Posko pengaduan terletak di lantai dasar gedung C Kemen­dik­bud. Gedung terletak di belakang gedung utama yang merupakan kantor menteri.

Keberadaan posko bisa lang­sung ketika ketika memasuki lobby gedung ini. Sebuah banner warna biru mengenai posko ini dipasang di depan lobby.

Melewati pintu kaca, terdapat tiga ruangan yang hanya dipi­sahkan sebuah lemari kaca yang tembus pandang. Di bagian depan terdapat ruangan penerima tamu, ruang pimpinan dan satu lagi ruangan rekapitulasi pengaduan melalui e-mail.

Saat Rakyat Merdeka ber­kun­jung kemarin terlihat hanya enam orang yang berada di ruangan depan. Tiga di antaranya adalah staf yang ditugaskan menjaga posko. Tiga lainnya siswi SMK yang sedang melakukan praktik kerja lapangan (PKL).

Ruangan itu terlihat lengang. Beberapa komputer yang berada di ruangan ini dibiarkan menyala. Namun tak ada yang mem­fungsikannya.

“Bukan hanya ruangan ini, masih ada ruangan lain yang saat ini sedang sibuk melakukan re­ka­pitulasi. Ada ruangan khusus bagian pemantauan media yang menayangkan berita soal ujian nasional, ruangan pengaduan SMS hingga aduan yang melalui layanan telepon,” jelas Setiono.

Setiono lantas mengajak me­li­hat aktivitas itu melalui lo­rong yang berada persis di ba­gian te­ngah ruangan. Di dalam tiga rua­n­­gan yang ditun­ju­kan­nya se­jum­lah staf sibuk dengan pekerjaannya.

Hanya ruangan pengaduan la­yanan telepon saja yang kon­di­si­nya lengang. Di sini terlihat dua staf perempuan stand by di meja­nya masing-masing. Setiap orang dilengkapi earphone dan micro­phone yang berfungsi untuk men­dengar dan berbicaya saat me­nerima pengaduan lewat telepon.
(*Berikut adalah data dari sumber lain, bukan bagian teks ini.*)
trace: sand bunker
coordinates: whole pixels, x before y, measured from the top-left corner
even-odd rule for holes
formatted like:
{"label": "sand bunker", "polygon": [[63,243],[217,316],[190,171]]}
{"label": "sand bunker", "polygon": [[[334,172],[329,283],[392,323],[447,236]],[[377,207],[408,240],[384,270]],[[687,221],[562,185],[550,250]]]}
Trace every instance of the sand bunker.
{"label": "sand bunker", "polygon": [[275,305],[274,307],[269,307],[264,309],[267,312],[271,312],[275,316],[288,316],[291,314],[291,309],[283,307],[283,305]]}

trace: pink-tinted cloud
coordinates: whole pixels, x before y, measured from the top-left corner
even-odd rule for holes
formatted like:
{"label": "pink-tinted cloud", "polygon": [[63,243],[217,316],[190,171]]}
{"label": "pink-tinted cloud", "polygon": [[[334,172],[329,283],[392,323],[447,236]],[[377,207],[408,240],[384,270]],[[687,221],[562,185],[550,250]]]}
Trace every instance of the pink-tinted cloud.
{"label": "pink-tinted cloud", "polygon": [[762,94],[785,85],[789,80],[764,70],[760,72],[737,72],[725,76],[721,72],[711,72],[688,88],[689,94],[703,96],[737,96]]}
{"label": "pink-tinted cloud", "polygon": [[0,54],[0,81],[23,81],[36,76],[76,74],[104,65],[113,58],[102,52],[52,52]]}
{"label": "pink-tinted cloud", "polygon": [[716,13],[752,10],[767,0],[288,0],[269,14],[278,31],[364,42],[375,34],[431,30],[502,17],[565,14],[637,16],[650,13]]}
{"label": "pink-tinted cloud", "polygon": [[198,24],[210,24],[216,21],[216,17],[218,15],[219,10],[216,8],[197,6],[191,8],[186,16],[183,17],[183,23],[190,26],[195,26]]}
“Satu hari pelaksanaan UN, justru ruangan itu yang paling si­buk. Seluruh meja yang ada di ruangan ini terisi petugas yang hampir tidak berhenti menerima aduan melalui telepon melalui saluran 177 dari Telkomsel,” ungkap Setiono.

Berapa pengaduan yang dite­rima posko ini? Setiono yang me­ngenakan baju batik warna coklat ini mengatakan hingga Kamis sore (19/4) ada 837 penga­duan yang masuk. Paling banyak lewat SMS yakni sebanyak 656 pengaduan.

Setiono dan staf posko lalu membagi pengaduan yang dite­rima dalam tiga kelompok. Per­tama kategori pengaduan yang jumlahnya 407. Kedua informasi pelaksanaan UN sebanyak 107 laporan. Pengaduan di luar itu dikategorikan “Lain-lain” yang jumlahnya 323.

Apakah semua pengaduan yang masuk telah ditindaklanjuti? Me­nurut Setiono, dari 837 penga­duan yang masuk hanya 17 pe­nga­duan yang ditindaklanjuti de­ngan turun ke lapangan. Hasil­nya, ternyata banyak laporan yang tidak benar.

Kenapa hanya sedikit yang di­tin­daklanjuti? “Seperti yang saya bilang, aduan ini ada tiga ka­te­go­ri. Dan yang langsung kami tin­dak­lanjuti adalah soal pe­ngaduan UN. Jumlah 17 itu setelah kami kroscek dan kami pilih ber­da­sar­kan kelengkapan informasi yang disampaikan,” tuturnya.

Ketujuh belasan pengaduan me­ngenai dugaan kebocoran soal, naskah soal rusak, isu kecu­rangan, soal tertukar, jual-beli soal, kecu­rangan naskah, kunci jawaban palsu dan pungutan ujian nasional.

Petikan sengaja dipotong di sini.